An army of plaintiffs’ lawyers and investigators is inspecting the south Georgia peanut butter plant linked to a salmonella outbreak that has sickened more than 400 people nationwide.  A team of attorneys, engineers, photographers, mapping specialists and videographers on Monday scouted the ConAgra Foods Inc. plant in Sylvester, Ga., that produced the Peter Pan and Great Value peanut butter recalled in February after the outbreak.
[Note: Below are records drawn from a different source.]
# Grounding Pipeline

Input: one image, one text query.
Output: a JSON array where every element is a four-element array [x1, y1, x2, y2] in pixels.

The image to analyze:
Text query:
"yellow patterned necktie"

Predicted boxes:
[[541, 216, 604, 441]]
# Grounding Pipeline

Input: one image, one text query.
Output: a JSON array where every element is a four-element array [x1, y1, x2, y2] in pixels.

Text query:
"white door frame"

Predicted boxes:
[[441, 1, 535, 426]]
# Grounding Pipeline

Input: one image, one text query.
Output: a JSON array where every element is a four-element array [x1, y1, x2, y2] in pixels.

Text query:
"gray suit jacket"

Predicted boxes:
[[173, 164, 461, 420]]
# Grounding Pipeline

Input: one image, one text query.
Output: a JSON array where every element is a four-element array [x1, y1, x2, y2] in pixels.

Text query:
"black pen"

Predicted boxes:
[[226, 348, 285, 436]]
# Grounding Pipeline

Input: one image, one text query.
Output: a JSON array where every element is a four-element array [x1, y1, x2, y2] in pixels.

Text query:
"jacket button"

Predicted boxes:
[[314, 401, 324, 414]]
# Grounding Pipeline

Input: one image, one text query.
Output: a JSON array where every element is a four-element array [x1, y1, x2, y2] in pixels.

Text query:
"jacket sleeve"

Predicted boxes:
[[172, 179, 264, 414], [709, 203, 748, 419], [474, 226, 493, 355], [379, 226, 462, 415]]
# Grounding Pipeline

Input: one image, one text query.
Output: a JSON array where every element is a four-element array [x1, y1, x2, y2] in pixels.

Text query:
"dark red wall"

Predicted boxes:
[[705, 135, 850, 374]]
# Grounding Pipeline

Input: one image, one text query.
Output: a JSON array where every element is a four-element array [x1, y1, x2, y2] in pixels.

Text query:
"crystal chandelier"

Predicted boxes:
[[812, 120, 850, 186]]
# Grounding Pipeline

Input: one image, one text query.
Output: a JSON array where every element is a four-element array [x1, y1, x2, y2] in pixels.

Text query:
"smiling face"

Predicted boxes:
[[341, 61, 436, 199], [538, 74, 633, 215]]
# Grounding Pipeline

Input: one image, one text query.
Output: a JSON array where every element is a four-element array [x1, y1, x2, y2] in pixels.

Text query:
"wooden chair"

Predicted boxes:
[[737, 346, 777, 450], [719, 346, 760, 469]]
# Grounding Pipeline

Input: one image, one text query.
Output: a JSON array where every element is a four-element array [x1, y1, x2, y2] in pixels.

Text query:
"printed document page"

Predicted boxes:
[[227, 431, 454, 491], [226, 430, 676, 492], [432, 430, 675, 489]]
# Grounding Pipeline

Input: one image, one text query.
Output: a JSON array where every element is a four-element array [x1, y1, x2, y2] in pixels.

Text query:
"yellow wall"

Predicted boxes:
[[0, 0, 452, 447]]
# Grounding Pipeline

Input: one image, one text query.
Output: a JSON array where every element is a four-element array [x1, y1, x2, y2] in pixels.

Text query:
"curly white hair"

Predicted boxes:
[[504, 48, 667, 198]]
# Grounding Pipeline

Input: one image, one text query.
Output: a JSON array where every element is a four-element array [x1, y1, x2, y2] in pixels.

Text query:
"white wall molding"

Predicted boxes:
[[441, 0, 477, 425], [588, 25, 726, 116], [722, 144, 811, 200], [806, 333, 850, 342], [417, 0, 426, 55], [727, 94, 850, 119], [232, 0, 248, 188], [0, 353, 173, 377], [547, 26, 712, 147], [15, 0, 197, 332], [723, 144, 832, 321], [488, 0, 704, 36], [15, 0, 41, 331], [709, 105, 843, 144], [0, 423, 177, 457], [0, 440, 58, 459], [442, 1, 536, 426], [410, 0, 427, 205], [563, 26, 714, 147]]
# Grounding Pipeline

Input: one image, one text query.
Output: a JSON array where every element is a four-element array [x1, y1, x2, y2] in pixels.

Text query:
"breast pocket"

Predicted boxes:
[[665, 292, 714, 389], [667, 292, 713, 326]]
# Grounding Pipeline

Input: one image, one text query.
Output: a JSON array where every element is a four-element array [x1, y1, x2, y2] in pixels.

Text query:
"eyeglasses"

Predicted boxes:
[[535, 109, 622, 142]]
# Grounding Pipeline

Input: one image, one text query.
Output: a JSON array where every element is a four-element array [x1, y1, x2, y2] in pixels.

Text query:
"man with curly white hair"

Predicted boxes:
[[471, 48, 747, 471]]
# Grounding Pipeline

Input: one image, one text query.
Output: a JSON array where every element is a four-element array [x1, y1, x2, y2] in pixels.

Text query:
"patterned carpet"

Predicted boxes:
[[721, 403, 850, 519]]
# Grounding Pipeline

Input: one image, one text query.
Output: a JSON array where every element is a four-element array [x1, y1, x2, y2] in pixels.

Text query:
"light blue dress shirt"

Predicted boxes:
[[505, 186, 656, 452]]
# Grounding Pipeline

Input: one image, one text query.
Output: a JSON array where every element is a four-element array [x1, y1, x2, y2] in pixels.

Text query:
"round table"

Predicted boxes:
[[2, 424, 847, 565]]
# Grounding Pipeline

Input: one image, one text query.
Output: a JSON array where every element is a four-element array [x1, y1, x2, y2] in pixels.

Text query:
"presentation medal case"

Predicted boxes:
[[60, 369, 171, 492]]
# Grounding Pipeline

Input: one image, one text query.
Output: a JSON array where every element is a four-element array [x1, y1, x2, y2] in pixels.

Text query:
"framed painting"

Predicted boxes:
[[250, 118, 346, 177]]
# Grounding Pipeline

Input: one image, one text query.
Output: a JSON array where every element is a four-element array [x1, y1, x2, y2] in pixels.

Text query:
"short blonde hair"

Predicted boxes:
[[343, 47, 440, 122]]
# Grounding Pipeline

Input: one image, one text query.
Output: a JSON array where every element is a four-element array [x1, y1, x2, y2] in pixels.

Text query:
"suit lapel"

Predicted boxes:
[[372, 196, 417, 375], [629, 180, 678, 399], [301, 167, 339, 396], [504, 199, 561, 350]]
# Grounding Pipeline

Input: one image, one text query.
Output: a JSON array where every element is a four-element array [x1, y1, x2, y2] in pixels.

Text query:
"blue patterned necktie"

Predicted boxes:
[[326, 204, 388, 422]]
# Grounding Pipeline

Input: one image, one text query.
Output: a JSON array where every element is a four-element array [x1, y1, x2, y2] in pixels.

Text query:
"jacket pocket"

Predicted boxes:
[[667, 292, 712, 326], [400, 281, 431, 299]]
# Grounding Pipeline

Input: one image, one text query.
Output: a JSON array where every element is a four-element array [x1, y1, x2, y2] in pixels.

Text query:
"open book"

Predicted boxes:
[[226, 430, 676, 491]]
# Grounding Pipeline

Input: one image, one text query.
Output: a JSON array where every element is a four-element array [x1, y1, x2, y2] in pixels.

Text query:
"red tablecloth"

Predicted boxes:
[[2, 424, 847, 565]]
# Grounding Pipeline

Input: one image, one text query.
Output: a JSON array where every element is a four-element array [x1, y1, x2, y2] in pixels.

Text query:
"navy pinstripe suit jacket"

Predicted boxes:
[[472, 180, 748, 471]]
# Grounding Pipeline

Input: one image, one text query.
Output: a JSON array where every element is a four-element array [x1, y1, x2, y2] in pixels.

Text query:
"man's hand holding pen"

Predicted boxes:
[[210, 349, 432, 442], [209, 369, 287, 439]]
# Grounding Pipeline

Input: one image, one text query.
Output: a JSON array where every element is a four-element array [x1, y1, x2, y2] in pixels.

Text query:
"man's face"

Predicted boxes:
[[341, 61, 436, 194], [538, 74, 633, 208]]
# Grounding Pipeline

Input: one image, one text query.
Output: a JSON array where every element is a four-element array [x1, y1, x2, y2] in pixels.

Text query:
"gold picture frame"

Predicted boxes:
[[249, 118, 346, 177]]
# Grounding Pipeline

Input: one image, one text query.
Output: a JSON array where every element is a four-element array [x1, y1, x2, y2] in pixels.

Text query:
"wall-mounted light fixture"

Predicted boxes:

The inspectors are also taking a look at the machinery throughout the plant, said Bill Marler, an attorney with Seattle’s Marler Clark and one of several trial lawyers who organized the trip.  “When you do have a factory that’s manufacturing this much product, there’s some small glitch in the system and it gets amplified,” said Marler, whose firm is representing more than 5,000 clients. “Hopefully what we look at here gives us a feel for how the contamination likely appeared.”  The team of inspectors was organized by a handful of law firms that represent the bulk of the cases against ConAgra, but Marler estimates more than 250 law firms may eventually file a claim.  Marler, who marveled at the plant’s size, said he was determined to figure out whether the outbreak spread beyond the problems ConAgra has already revealed.

“It’s a big CSI puzzle,” he said. “That’s really what it all comes down to.”